Demasiadas palabras

Era el nuevo alcaide de Vejer, marido de doña Beatriz, como de unos veinticinco años, más enaltecido por su bravura de fiera y por su destreza en las armas que por su alcurnia ilustrísima, como que era sobrino carnal de don Diego de Haro, señor de Vizcaya y los Cameros y uno de los prohombres de Castilla que, hombreándose con el rey, andaban con él a la greña y le daban muy malos ratos.

El sobrino se llamaba también don Diego de Haro, y el infante don Juan Manuel, tío del rey, a quien había servido cumplidamente, le había acrecido mucho sus estados; y al morir,  para bien del rey y menor cansancio del reino, le había dejado pingues mandas,  con los que don Diego había llegado a ser tan rico como doña Beatriz, su mujer.

La felicidad de dom Diego de Haro era de tal manera cumplida, que la vida le parecía una delicia:mandaba como señor omnímodo sobre la villa y castillo de Vejer y  los pueblecillos, casas fuertes y alquerías de su jurisdicción; cazaba largamente en montes y cotos; metíase con frecuencia, comandando algunos rocines,  por tierras de moros; mataba a manta reses o cogía rebaños y cautivos a los infieles, y cuando volvía,  asendereado de la montería o de la algarada, los dulces brazos de doña Beatriz le daban un descanso que venía a ser una gloria.

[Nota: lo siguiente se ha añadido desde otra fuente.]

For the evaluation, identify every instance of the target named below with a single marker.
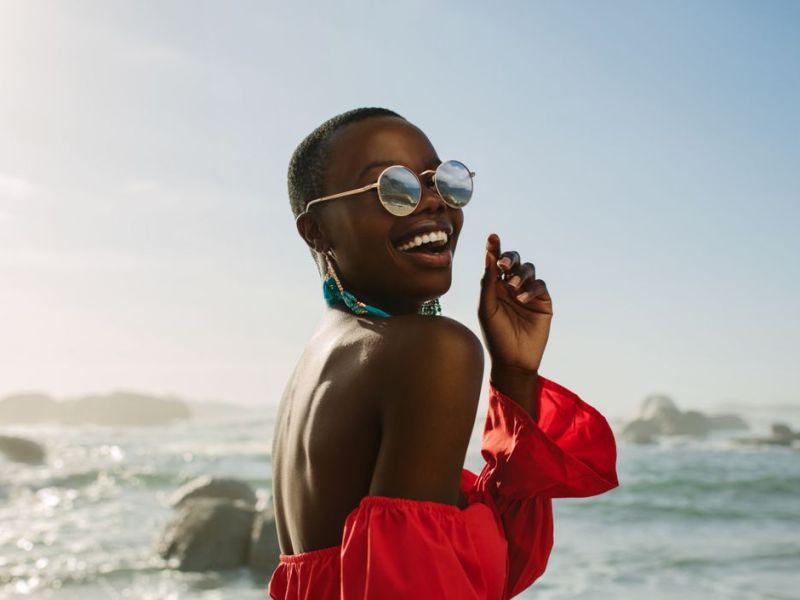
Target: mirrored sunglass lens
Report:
(454, 183)
(399, 190)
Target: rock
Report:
(782, 435)
(210, 487)
(781, 432)
(658, 408)
(123, 409)
(640, 431)
(116, 409)
(208, 534)
(727, 421)
(32, 407)
(264, 548)
(21, 450)
(691, 422)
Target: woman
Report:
(371, 497)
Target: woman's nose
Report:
(430, 200)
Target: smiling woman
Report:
(371, 496)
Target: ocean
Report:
(707, 519)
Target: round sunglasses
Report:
(400, 189)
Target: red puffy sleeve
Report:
(499, 544)
(568, 452)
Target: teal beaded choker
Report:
(334, 293)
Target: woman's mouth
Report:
(429, 249)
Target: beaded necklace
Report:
(333, 292)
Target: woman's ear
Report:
(309, 229)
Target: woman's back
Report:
(327, 437)
(329, 424)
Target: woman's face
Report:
(364, 237)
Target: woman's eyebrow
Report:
(389, 163)
(376, 163)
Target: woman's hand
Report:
(515, 328)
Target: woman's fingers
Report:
(508, 261)
(535, 289)
(521, 276)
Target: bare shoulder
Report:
(429, 371)
(402, 334)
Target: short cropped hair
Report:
(309, 162)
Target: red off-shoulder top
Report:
(493, 549)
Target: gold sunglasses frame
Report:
(377, 183)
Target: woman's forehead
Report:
(376, 140)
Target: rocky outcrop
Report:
(264, 548)
(118, 408)
(22, 450)
(218, 525)
(660, 416)
(727, 421)
(215, 487)
(208, 534)
(781, 435)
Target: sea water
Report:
(707, 519)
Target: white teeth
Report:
(425, 238)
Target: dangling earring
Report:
(333, 291)
(431, 308)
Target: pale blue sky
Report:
(644, 156)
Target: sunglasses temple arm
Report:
(339, 195)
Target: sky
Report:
(644, 156)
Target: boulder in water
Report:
(658, 407)
(208, 534)
(727, 421)
(264, 548)
(215, 487)
(22, 450)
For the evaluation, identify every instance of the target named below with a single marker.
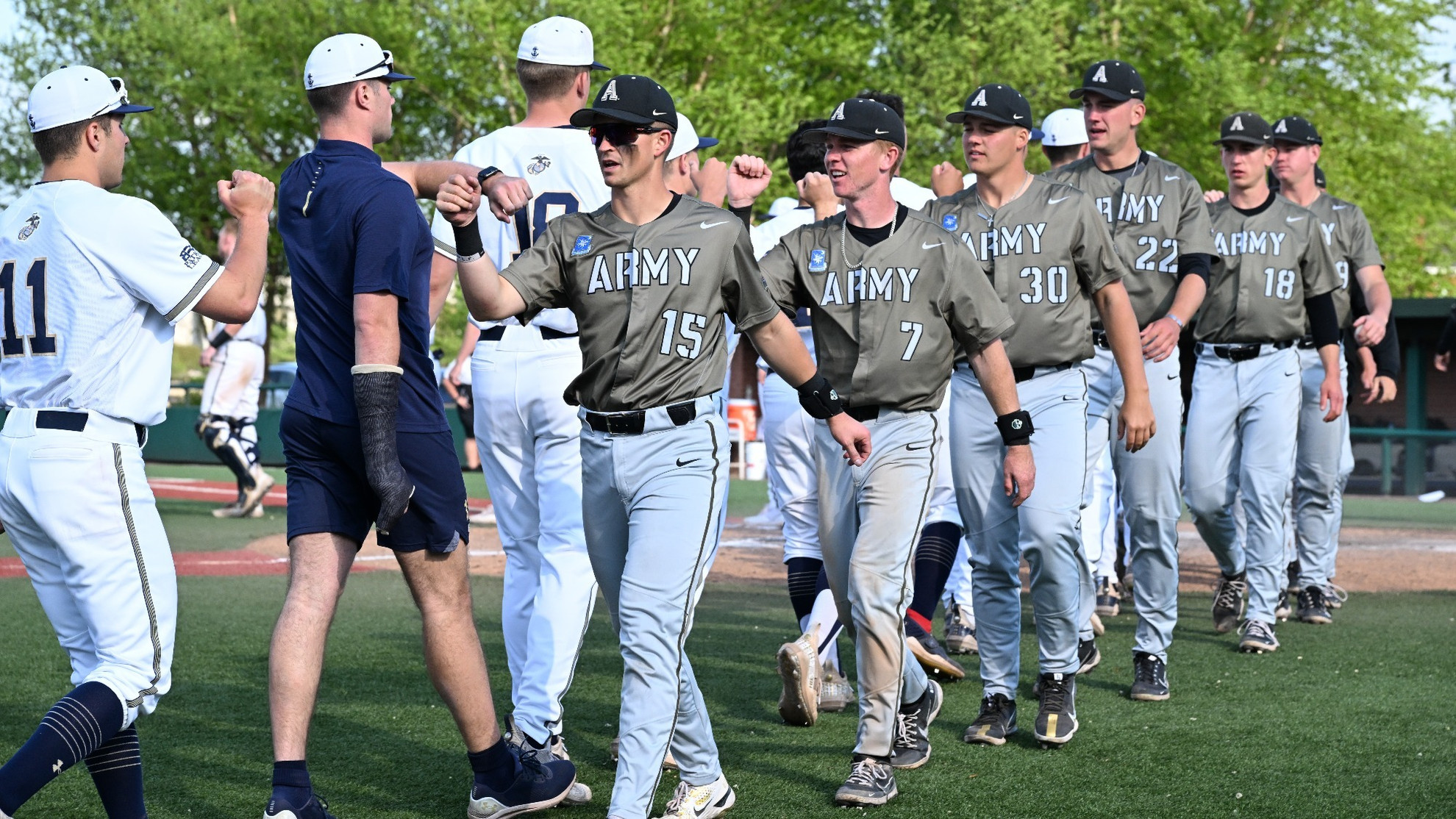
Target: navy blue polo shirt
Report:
(363, 233)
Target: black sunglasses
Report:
(619, 136)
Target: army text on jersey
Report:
(649, 298)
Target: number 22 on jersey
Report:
(40, 341)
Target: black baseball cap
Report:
(632, 99)
(1296, 130)
(1113, 79)
(858, 118)
(1245, 127)
(995, 104)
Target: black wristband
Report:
(468, 242)
(818, 398)
(1016, 428)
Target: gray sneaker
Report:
(870, 783)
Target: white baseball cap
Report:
(688, 140)
(560, 41)
(73, 95)
(1062, 127)
(346, 59)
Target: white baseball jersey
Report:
(92, 284)
(561, 166)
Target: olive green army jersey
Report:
(885, 319)
(1266, 265)
(1046, 251)
(1155, 217)
(650, 300)
(1347, 235)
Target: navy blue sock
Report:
(73, 728)
(291, 786)
(494, 767)
(804, 573)
(115, 767)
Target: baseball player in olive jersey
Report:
(1271, 273)
(1161, 229)
(1322, 460)
(1049, 254)
(650, 278)
(891, 294)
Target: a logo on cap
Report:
(34, 221)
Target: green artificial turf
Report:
(1344, 720)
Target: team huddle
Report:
(952, 382)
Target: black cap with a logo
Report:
(866, 120)
(995, 104)
(1296, 130)
(632, 99)
(1113, 79)
(1245, 127)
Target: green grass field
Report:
(1347, 720)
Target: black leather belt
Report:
(499, 332)
(74, 422)
(635, 421)
(1028, 373)
(1241, 352)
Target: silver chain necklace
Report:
(843, 246)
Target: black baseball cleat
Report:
(1088, 655)
(1312, 607)
(995, 723)
(870, 783)
(1149, 679)
(1057, 718)
(912, 744)
(1228, 603)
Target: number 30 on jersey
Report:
(40, 341)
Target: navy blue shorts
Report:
(329, 493)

Con esto y con el buen comer, el largo beber y el sosegado dormir, estaba don Diego orondo y fuerte y buen mozo que era una maravilla.

La ya rapidísima ventura de don Diego  llegó más allá de lo imaginable.

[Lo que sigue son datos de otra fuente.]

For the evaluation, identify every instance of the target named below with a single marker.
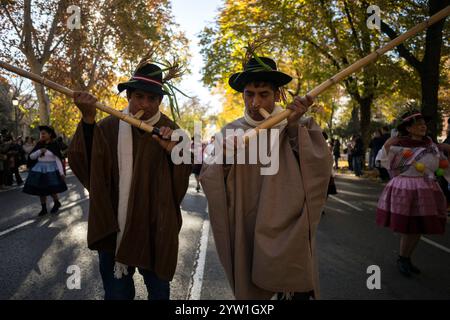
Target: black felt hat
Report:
(254, 70)
(147, 78)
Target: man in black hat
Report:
(135, 189)
(264, 225)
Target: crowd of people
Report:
(264, 236)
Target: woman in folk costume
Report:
(46, 175)
(264, 225)
(135, 189)
(412, 203)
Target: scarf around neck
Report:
(125, 161)
(255, 123)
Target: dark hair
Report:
(131, 90)
(262, 83)
(405, 124)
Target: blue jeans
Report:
(123, 289)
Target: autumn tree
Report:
(313, 41)
(112, 37)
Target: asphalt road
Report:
(36, 253)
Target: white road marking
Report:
(437, 245)
(24, 224)
(17, 227)
(195, 288)
(346, 203)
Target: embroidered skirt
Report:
(44, 179)
(412, 205)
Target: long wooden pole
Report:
(272, 121)
(57, 87)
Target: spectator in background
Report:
(349, 152)
(336, 153)
(358, 155)
(28, 146)
(63, 148)
(3, 158)
(15, 159)
(46, 175)
(374, 148)
(385, 135)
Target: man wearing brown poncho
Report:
(264, 226)
(135, 190)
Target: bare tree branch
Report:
(352, 26)
(19, 34)
(51, 35)
(404, 53)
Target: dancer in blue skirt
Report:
(46, 176)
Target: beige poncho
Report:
(264, 226)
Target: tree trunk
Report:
(44, 103)
(429, 75)
(365, 115)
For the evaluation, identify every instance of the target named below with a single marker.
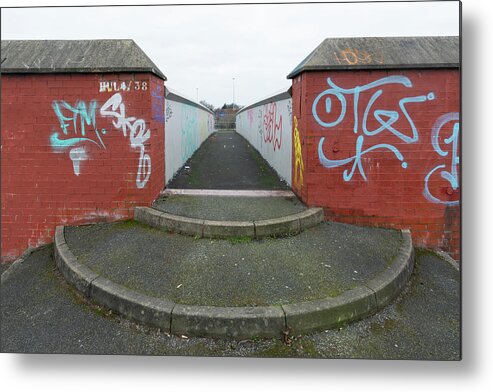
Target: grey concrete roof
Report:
(54, 56)
(382, 53)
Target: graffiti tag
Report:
(78, 127)
(115, 108)
(272, 130)
(298, 163)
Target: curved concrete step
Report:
(240, 322)
(204, 228)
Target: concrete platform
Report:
(325, 276)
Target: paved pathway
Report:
(41, 314)
(227, 161)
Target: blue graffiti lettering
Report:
(385, 118)
(452, 175)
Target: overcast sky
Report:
(205, 47)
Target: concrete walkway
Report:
(321, 262)
(42, 314)
(227, 161)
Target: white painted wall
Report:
(268, 128)
(186, 128)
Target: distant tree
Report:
(208, 105)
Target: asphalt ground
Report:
(229, 208)
(320, 262)
(227, 161)
(42, 314)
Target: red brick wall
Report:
(49, 177)
(400, 177)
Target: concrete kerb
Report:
(283, 226)
(239, 322)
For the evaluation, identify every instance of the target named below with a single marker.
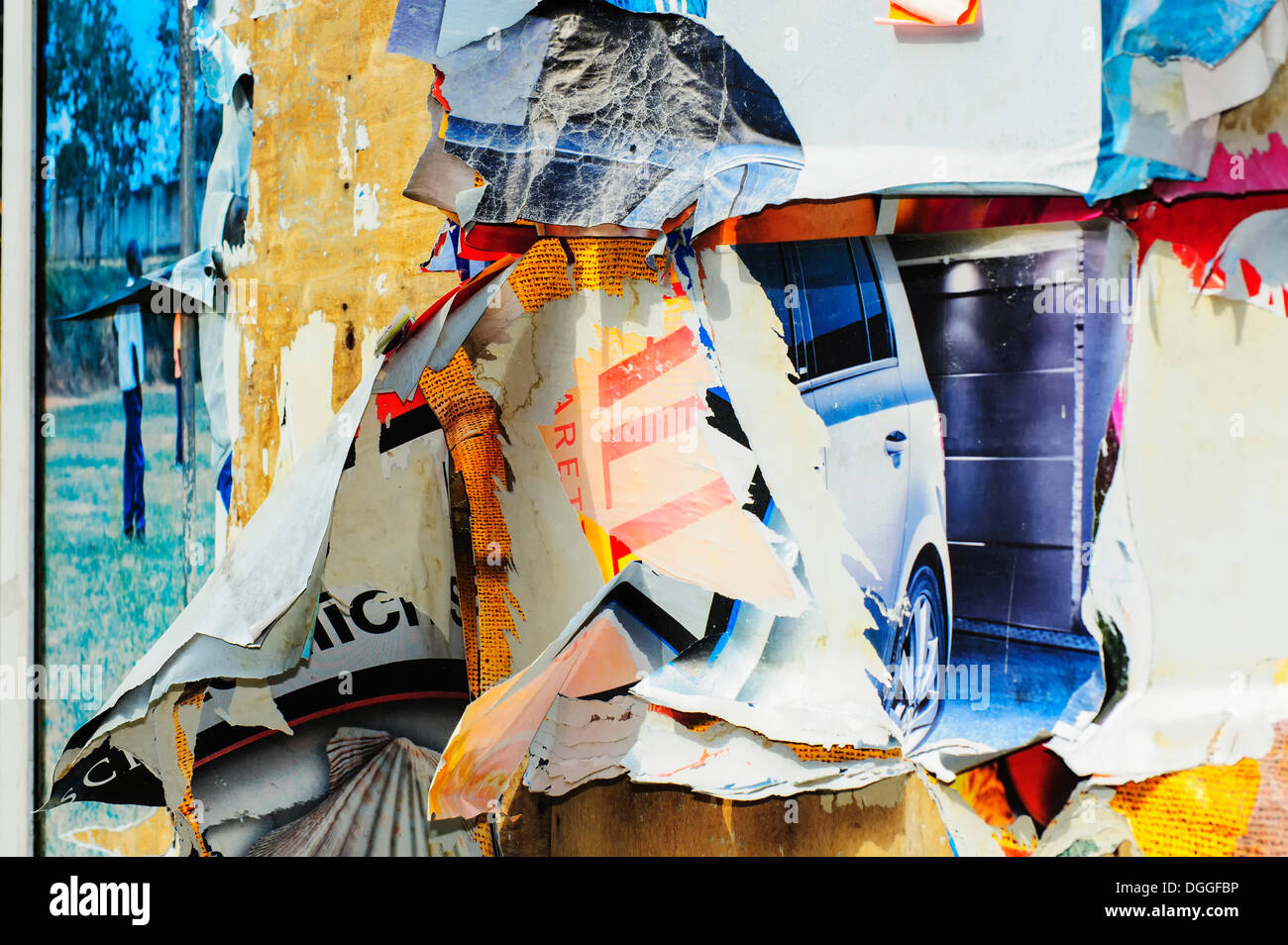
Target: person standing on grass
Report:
(128, 322)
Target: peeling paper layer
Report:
(614, 389)
(612, 643)
(720, 760)
(1207, 673)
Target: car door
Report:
(853, 382)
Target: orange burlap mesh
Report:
(483, 836)
(1267, 825)
(698, 722)
(183, 752)
(473, 433)
(840, 753)
(1197, 812)
(984, 791)
(599, 264)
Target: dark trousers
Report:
(134, 464)
(178, 413)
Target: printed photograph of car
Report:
(858, 362)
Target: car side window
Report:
(767, 265)
(840, 338)
(848, 318)
(880, 335)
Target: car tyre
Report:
(914, 696)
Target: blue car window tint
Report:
(765, 264)
(880, 335)
(840, 339)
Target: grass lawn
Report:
(107, 599)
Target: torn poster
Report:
(638, 622)
(940, 13)
(1202, 391)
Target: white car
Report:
(859, 365)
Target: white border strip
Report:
(17, 425)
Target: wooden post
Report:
(188, 326)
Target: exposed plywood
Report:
(339, 125)
(894, 817)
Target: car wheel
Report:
(919, 645)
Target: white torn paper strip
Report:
(721, 760)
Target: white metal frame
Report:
(18, 428)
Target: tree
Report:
(207, 117)
(90, 72)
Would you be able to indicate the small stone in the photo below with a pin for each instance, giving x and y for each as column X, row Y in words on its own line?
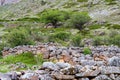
column 59, row 76
column 50, row 65
column 109, row 70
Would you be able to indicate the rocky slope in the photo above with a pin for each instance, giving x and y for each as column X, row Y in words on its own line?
column 100, row 10
column 70, row 63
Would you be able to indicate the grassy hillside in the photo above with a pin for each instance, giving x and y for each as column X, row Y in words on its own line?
column 103, row 10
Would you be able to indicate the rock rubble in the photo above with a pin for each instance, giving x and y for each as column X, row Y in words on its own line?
column 70, row 63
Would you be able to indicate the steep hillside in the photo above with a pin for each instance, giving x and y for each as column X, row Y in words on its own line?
column 101, row 10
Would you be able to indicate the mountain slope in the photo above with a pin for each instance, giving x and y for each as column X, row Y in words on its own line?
column 101, row 10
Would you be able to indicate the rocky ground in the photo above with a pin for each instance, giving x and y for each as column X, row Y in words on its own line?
column 68, row 63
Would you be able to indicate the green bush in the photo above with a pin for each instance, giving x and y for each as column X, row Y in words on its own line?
column 115, row 26
column 39, row 59
column 76, row 40
column 97, row 41
column 87, row 51
column 77, row 20
column 82, row 0
column 95, row 26
column 53, row 16
column 64, row 36
column 115, row 40
column 113, row 33
column 18, row 37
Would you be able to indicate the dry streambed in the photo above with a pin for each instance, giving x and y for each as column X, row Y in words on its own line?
column 69, row 63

Su mujer, que con las satisfacciones del amor había acrecido en dos tantos más su belleza, había engrosado, y de su grosura había provenido un robusto infante, precisamente en el término natural  transcurrido desde el día del matrimonio.

Púsosele por nombre al niño, Alonso Diéguez de Haro; gastáronse sus padres sendas doblas para los festejos del natalicio; hubo luminarias, carreras de cerdos, toros, cañas y sortijas; hubo justas en que,   dándose de mano los odios de raza, entraron moros y cristianos; ayudaron a esta alegría los reyes,  que habían apadrinado, por poderes, al recién nacido, dándole, a más de un cuantioso presente, la posesión y el señorío de los molinos del rio de Vejer, que eran del real patrimonio, y en quince días largos que tardó en salir a misa de parida doña Beatriz, no hubo otra cosa que alboroques y fiestas y plácemes y contentamiento de todo el mundo.

Bien quisiera la fuerte y hermosa castellana amamantar por sí misma a su hijo; peo no queriendo el egoísta don Diego que en nada, ni la más pequeña parte, se amenguase la turgente firmeza   de las voluptuosas de sus veladas, puso pies en pared y, no sin batalla,  logró al fin se encargase de la lactancia del niño una hermosa y robusta molinera que con su marido habitaba en uno de los molinos donados por los reyes a su apadrinado.

Pero era el caso que la Mari-Antúnez, que así la nodriza se llamaba,  no quería apartarse ni por un día del sombroso y fresco valle donde a la margen del río  donde se asentaba el molino, donde había nacido, donde se había criado, donde se había desposado y donde había echado al mundo siete magníficos críos, todos varones y todos vivos y sanos.

¿Qué importaba esto?

El molino estaba a un cuarto escaso de legua del castillo; el lugar era ameno, las aguas límpidas, los aires purísimos; además no había con qué reemplazar la sanura, la frescura y el poder de la Mari-Antúnez, que era también muy buena mujer y muy buena cristiana, todo lo cual hablaba en favor de la leche que  mamaría el infante, siendo  además hermosa y joven, que no pasaba de los veinticinco años.

El médico judío que había en la villa y uno moro, de gran fama, que había sido llevado a costa y a costa de Granada, opinaron que para nutrir al infante no  podría lograrse nada, no ya mejor, sino que ni aun se igualase a la  Mari-Antúnez, y además de esto, que el valle donde habitaba era por su salubridad un paraíso, en que si la gente moría era de vieja y a causa del pecado que en el otro paraiso cometieron, desobedeciendo a Dios, nuestros padres Adán y Eva.

Así, pues, don Diego, eligiendo para que guardase a su hijo en el molino a un ayo con algunos escuderos y otros servidores (que él era un gran señor y con ínfulas de rey), entregó el hijo a la Mari-Antúnez, lo que no fue separarle de sí, porque la mayor parte del tiempo  se lo pasaban los esposos en el molino, acabando por fabricar junto a él una vivienda cómoda  y con ribetes y estilo de casa fuerte.